La segunda parte, con un redacción defectuosa, consideramos que se refiere a cuestiones relacionadas con la administración (y el consejo, y no generales) que ante la omisión o en contradicción con el administrador, un número determinado de consorcistas (representa el cinco por ciento de las partes proporcionales indivisas) decide someter cuestiones a la asamblea (remoción del administrador o pedido de explicaciones) y la reparación de los daños (13).

Entendemos que el punto c) («las cuestiones sobre la conformidad con el nombramiento y despido del personal del consorcio») se trata de una norma complementaria, conforme al art. 2067, ya que el reglamento podría dispone que el administrador por sí pueda nombrar y despedir personal (en cuyo caso es una norma también supletoria).

VII.LA OBLIGACIÓN DE GUARDA DE LA DOCUMENTACIÓN CONSORCIAL

Una cuestión sumamente trascendente como obligación del administrador es la documentación consorcial. Así, el art. 2062 dispone:

«Actas. Sin perjuicio de los restantes libros referidos a la administración del consorcio, es obligatorio llevar un Libro de Actas de Asamblea y un Libro de Registro de firmas de los propietarios».

El administrador es el custodio, garante de la confección y guarda de los libros consorciales, aplicándose en este caso las normas del depósito necesario (llevar en legal forma los libros de actas, de administración, de registro de propietarios, de registros de firmas y cualquier otro que exija la reglamentación local). También debe archivar cronológicamente las liquidaciones de expensas, y conservar todos los antecedentes documentales de la constitución del consorcio y de las sucesivas administraciones.

En cuanto al libro de asamblea, dispone el mismo artículo:

«Debe labrarse acta de cada asamblea en el libro respectivo, en el que los presentes deben firmar como constancia de su asistencia.

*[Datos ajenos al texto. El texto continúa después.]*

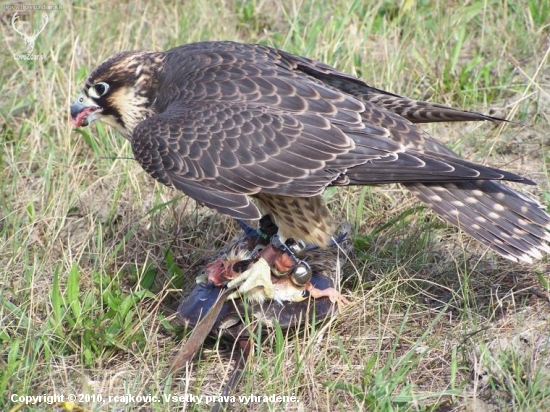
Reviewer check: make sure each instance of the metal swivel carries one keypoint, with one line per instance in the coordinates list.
(301, 274)
(297, 247)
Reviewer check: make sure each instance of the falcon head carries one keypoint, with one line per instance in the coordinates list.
(120, 92)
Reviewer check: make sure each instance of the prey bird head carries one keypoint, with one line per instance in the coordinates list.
(120, 92)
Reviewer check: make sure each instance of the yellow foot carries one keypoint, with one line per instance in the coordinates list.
(254, 283)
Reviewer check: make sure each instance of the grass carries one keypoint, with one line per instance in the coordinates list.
(93, 252)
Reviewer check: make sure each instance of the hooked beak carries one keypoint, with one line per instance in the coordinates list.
(83, 111)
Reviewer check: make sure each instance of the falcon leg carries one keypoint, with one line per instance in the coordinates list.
(294, 251)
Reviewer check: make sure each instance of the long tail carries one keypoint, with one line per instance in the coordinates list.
(509, 223)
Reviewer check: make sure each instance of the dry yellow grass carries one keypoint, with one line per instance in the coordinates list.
(436, 323)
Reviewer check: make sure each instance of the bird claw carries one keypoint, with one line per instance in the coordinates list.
(331, 293)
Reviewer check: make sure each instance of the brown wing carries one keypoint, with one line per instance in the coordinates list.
(236, 120)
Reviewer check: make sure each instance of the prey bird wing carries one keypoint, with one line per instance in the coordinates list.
(224, 122)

Las firmas que suscriben cada asamblea deben ser cotejadas por el administrador con las firmas originales registradas.

»Las actas deben confeccionarse por un secretario de actas elegido por los propietarios; éstas deben contener el resumen de lo deliberado y la transcripción de las decisiones adoptadas o, en su caso, propuestas por la mayoría de los presentes, y ser firmadas por el presidente de la asamblea y dos propietarios. Al pie de cada acta, el administrador debe dejar constancia de las comunicaciones enviadas a los ausentes, de las oposiciones recibidas y de las eventuales conformidades expresas».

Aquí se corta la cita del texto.